“15 de julho de 1955 – Aniversário de minha filha Vera Eunice. Eu pretendia comprar um par de sapatos para ela. Mas o custo dos gêneros alimentícios nos impede a realização dos nossos desejos. Atualmente, somos escravos do custo de vida. Eu achei um par de sapatos no lixo, lavei e remendei para ela calçar...” Trecho de abertura do livro O Quarto de Despejo, 1960.
Uma das primeiras escritoras negras do Brasil, Carolina de Jesus frequentou a escola por apenas um ano e meio, foi catadora e mãe de três filhos. Ela escrevia em cadernos encontrados no lixo. Foto: Audálio Dantas
As lembranças da infância na favela do Canindé, zona norte de São Paulo, ainda emocionam a professora Vera Eunice de Jesus Lima, 61 anos. Filha de Carolina Maria de Jesus (1914-1977), uma das primeiras escritoras negras do Brasil, ela conta que nunca conseguiu ler por completo o livro mais famoso da mãe, Quarto de Despejo: Diário de uma Favelada. “Leio pedaços. Começo a ler, leio, abro. Não é um livro que consigo ler na sequência”, disse.
Lançado em 1960, o livro foi um grande sucesso na época, ao reunir os relatos da vida na favela – um universo que começava a surgir nas cidades brasileiras – e revelar o cotidiano simples e forte de uma mulher negra, catadora e mãe de três filhos, que escrevia nos cadernos que encontrava no lixo.

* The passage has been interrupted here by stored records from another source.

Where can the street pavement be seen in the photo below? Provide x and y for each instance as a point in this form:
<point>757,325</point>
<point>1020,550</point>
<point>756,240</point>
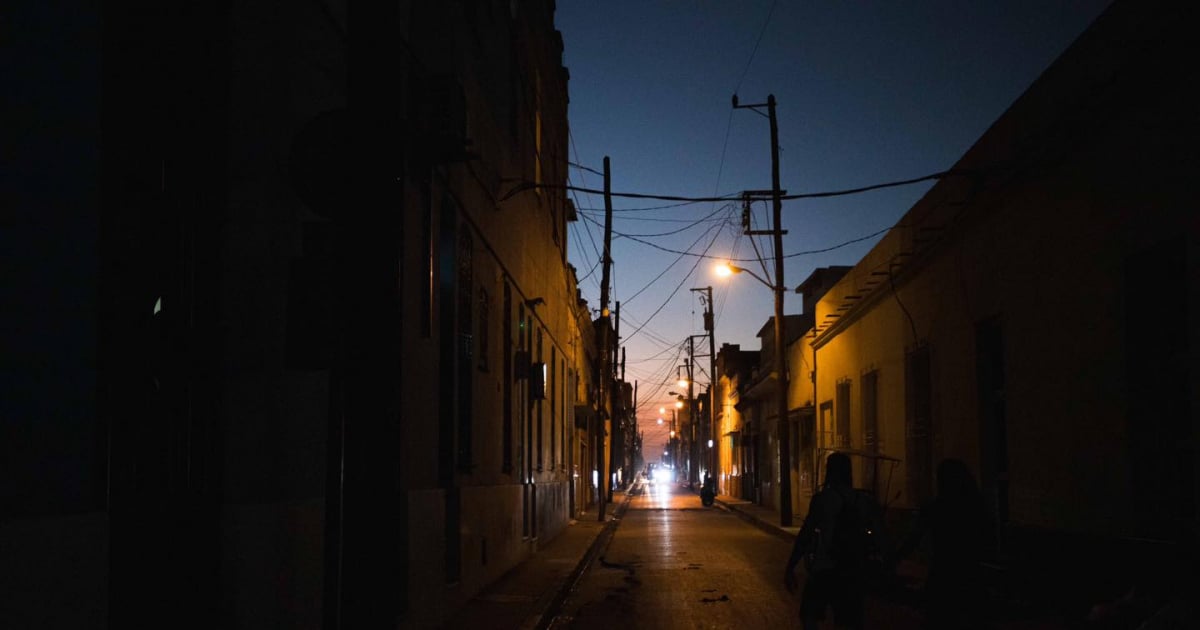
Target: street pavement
<point>528,597</point>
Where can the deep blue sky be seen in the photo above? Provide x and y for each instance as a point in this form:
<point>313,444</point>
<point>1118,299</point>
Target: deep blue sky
<point>867,93</point>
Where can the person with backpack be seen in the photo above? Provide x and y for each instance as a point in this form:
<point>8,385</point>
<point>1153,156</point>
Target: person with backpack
<point>838,543</point>
<point>963,535</point>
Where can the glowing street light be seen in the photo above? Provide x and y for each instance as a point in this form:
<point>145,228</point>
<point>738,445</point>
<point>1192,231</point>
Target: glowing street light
<point>727,269</point>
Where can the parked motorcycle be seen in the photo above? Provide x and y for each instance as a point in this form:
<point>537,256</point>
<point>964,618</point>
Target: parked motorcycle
<point>708,491</point>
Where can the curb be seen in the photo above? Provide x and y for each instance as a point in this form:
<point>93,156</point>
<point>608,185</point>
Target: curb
<point>757,522</point>
<point>600,543</point>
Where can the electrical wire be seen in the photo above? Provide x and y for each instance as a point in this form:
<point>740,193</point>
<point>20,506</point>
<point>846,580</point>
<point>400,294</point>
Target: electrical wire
<point>528,186</point>
<point>685,228</point>
<point>693,270</point>
<point>753,53</point>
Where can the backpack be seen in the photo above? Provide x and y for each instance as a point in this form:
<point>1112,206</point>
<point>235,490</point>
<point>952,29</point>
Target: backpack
<point>853,543</point>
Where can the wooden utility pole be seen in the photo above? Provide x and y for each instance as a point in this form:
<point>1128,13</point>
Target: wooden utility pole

Carolina estudou apenas um ano e meio na escola formal, mas mantinha o hábito da leitura.
A conversa com a professora ocorreu durante uma visita à exposição Carolina em Nós, no Museu Afro Brasil, que vai até o dia 31 de janeiro de 2015, na capital paulista. No lado externo do museu, ao ar livre e gratuitamente, os visitantes passeiam por um corredor que traz fotografias, textos, músicas e histórias da escritora, poetisa e sambista. Desde o ano passado, quando foi comemorado o centenário de nascimento da autora do livro O quarto de despejo: o diário de uma favelada, organizações e movimentos sociais, especialmente de cultura e de mulheres negras, fazem homenagens a Carolina.
Roberto Okinaka, curador da exposição, explica que a proposta da montagem do Carolina em Nós foi fugir um pouco do estigma de Carolina como favelada. “Hoje, a gente tem que falar sobre a escritora e qual a contribuição que ela deixou para a cultura brasileira. É lógico que ela sofreu todas aquelas dificuldades, e nós temos todos esses problemas ainda. Esta exposição fala da mulher negra que não se calou”, disse, ao apresentar o projeto. O primeiro livro de Carolina, que reúne relatos do seu diário pessoal, foi traduzido para 13 idiomas. Além dessa obra, ela escreveu mais quatro livros e compôs peças de teatros e marchas carnavalescas.
Ester Dias, coordenadora do projeto Carolina em Nós, pelo Ilu Obá de Min, explica que, além de uma homenagem à escritora, a exposição marca os dez anos do grupo. “A Carolina é um ícone, um símbolo de resistência. Não nos surpreende ela ter sido escritora, musicista, poetisa e filósofa, com o pouco que ela tinha. Na mulher negra, isso é muito constante. Você precisa se reinventar do nada e tirar grandes tesouros. Isso não deveria surpreender”, acrescenta.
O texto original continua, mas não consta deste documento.